Will Osceola become a bellwether case of builders finally standing up to money-hungry elected municipal officials in defense of the ever more burdened but unsuspecting new homeowner? “The courts are going to determine the degree of responsibility that a new home buyer has to provide services for the entire community—including the existing factor. It's new territory,” says Mike Hickman, 2004 FHBA president and president of Hickman Homes. “There is no question that the Osceola case will have statewide impact.”

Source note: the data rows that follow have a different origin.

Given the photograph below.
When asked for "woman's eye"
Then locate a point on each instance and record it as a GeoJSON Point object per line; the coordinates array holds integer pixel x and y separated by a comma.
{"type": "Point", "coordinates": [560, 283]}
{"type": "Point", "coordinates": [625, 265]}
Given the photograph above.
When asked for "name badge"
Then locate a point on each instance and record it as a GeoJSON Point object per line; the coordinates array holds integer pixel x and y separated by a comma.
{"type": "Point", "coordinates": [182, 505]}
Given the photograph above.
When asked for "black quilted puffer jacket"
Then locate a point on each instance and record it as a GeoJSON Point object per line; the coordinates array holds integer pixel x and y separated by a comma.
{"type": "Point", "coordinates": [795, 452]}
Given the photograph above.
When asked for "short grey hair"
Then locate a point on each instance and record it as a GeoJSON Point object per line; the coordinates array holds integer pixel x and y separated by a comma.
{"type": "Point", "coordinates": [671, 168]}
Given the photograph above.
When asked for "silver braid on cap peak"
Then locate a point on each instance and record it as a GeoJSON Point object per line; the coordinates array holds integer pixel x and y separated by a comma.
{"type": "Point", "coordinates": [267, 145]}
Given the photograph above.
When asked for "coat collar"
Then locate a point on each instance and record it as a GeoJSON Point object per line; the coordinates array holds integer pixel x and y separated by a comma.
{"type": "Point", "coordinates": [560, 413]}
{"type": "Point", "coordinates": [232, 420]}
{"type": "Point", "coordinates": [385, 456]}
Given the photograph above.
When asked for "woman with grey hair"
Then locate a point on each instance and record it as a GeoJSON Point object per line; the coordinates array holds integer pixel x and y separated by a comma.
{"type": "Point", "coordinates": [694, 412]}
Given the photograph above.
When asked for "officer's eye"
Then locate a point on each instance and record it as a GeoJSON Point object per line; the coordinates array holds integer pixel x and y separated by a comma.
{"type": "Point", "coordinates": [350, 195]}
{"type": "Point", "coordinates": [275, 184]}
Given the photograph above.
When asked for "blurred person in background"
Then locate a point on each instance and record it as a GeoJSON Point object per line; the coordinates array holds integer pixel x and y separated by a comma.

As the case awaited a court date this winter, litigants gathered their data. Wayne Bertsch, FHBA director of political affairs, asserts the county completed a follow-up study last fall as builders readied their lawsuit. Rather than admitting errors in their calculations and making concessions to builders, Osceola County and its consultants surmised that they'd actually low-balled their impact projections. They recommended an additional increase of $2,000 to $3,000 for the 2005 school impact fees.
Of Florida's 67 counties, 19 currently have school impact fees. “Every day, you hear about another county that is looking at adding them,” says Bertsch. Officials in Collier County, home of posh Naples, recently decided to explore school fees, despite the fact that current fees add nearly $20,000 to the price of a new home.